There are three types of updates: pre-requisite updates, OS updates, and deployment updates. Pre-requisite updates are used to ensure that the components the update process itself relies upon—currently the Trusted Key Store (TKS) and certificate store—are up to date. The TKS is used to authenticate the images to be downloaded and installed, while the certificate store validates internet connections. An OS update targets the Microsoft-supplied software on the device, including the normal-world operating system that your applications run in, but also lower-level firmware such as the Pluton subsystem and the Security Monitor. Deployment updates target your own software—your high-level and real-time capable applications and board configuration images (if any). Pre-requisite and OS updates are managed by Azure Sphere; application updates are coordinated by Azure Sphere based on deployments created by your organization.

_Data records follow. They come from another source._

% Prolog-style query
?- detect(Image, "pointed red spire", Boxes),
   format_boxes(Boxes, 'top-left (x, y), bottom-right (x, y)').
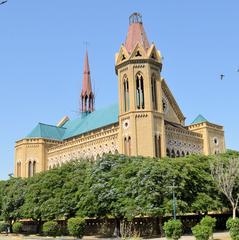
top-left (80, 50), bottom-right (94, 113)
top-left (81, 50), bottom-right (92, 96)
top-left (125, 13), bottom-right (150, 54)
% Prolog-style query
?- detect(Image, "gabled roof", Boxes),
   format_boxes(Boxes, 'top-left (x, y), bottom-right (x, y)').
top-left (62, 103), bottom-right (118, 139)
top-left (26, 123), bottom-right (66, 141)
top-left (26, 104), bottom-right (119, 141)
top-left (191, 114), bottom-right (208, 125)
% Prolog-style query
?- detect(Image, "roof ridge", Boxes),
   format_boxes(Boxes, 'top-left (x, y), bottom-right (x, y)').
top-left (38, 122), bottom-right (66, 129)
top-left (191, 114), bottom-right (208, 125)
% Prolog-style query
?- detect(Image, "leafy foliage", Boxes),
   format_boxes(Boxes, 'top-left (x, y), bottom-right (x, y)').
top-left (192, 223), bottom-right (211, 240)
top-left (42, 221), bottom-right (59, 236)
top-left (67, 217), bottom-right (86, 238)
top-left (226, 217), bottom-right (239, 240)
top-left (12, 222), bottom-right (23, 233)
top-left (200, 216), bottom-right (216, 237)
top-left (163, 219), bottom-right (183, 240)
top-left (0, 222), bottom-right (9, 233)
top-left (0, 151), bottom-right (238, 230)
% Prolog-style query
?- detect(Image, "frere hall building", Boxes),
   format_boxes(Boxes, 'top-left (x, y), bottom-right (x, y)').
top-left (14, 13), bottom-right (226, 178)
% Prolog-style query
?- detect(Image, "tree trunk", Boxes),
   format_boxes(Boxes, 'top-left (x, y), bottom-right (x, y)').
top-left (233, 207), bottom-right (237, 219)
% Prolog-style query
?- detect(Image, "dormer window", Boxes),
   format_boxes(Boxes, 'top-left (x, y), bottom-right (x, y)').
top-left (135, 51), bottom-right (142, 57)
top-left (121, 54), bottom-right (126, 61)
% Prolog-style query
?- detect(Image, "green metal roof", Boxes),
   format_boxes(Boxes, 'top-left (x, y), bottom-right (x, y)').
top-left (26, 123), bottom-right (66, 141)
top-left (191, 114), bottom-right (208, 125)
top-left (26, 103), bottom-right (119, 141)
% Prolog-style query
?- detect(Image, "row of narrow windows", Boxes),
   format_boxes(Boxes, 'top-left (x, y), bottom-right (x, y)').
top-left (28, 161), bottom-right (36, 177)
top-left (81, 93), bottom-right (94, 112)
top-left (124, 136), bottom-right (131, 156)
top-left (123, 73), bottom-right (158, 112)
top-left (16, 161), bottom-right (36, 178)
top-left (48, 150), bottom-right (120, 170)
top-left (166, 149), bottom-right (189, 158)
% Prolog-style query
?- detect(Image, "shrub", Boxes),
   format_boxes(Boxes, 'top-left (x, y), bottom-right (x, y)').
top-left (200, 216), bottom-right (216, 237)
top-left (12, 222), bottom-right (23, 233)
top-left (42, 221), bottom-right (59, 237)
top-left (0, 222), bottom-right (9, 233)
top-left (226, 218), bottom-right (239, 240)
top-left (67, 217), bottom-right (86, 238)
top-left (163, 219), bottom-right (183, 240)
top-left (192, 224), bottom-right (211, 240)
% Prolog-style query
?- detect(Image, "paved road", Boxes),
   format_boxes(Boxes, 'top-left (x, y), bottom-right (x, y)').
top-left (0, 232), bottom-right (231, 240)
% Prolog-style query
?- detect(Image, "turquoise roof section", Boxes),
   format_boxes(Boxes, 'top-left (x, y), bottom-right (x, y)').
top-left (26, 103), bottom-right (119, 141)
top-left (62, 103), bottom-right (119, 139)
top-left (191, 114), bottom-right (208, 125)
top-left (26, 123), bottom-right (66, 141)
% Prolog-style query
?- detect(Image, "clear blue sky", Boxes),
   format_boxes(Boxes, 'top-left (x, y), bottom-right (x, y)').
top-left (0, 0), bottom-right (238, 180)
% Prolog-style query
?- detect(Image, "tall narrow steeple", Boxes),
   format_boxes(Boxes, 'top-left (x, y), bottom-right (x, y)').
top-left (80, 50), bottom-right (94, 113)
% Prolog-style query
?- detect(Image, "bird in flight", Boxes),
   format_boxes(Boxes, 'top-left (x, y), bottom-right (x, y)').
top-left (0, 0), bottom-right (7, 5)
top-left (220, 74), bottom-right (225, 80)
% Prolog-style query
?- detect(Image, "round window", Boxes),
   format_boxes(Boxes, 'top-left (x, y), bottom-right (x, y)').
top-left (213, 137), bottom-right (219, 145)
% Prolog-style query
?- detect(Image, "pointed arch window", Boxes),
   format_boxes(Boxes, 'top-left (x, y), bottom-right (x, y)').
top-left (151, 74), bottom-right (158, 110)
top-left (33, 161), bottom-right (36, 176)
top-left (123, 75), bottom-right (130, 112)
top-left (124, 136), bottom-right (131, 156)
top-left (136, 73), bottom-right (144, 109)
top-left (28, 161), bottom-right (32, 177)
top-left (128, 137), bottom-right (131, 156)
top-left (124, 137), bottom-right (128, 156)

In order for any device to receive pre-requisite or OS updates:
- It must be connected to the internet.
- Networking requirements must be appropriately configured.
In order for any device to update its application and board configuration images:
- It must not have the application development capability.
- It must be claimed by a catalog.
- It must belong to a device group.
- The device group to which it belongs must be targeted by a deployment.
- The deployment must contain application images (and optionally a board configuration image) created by or on behalf of your organization.
- The device group must have the UpdateAll update policy. You can disable application updates for a particular device group by using the az sphere device-group update command.
For all devices in a given device group, deployments targeting that device group are considered the source of truth for imaging those devices. Any images on the device that do not exist in the deployment will be removed from the device. The one exception, as of Azure Sphere OS 21.04, is that board configuration images are not removed unless they are replaced with a new board configuration image.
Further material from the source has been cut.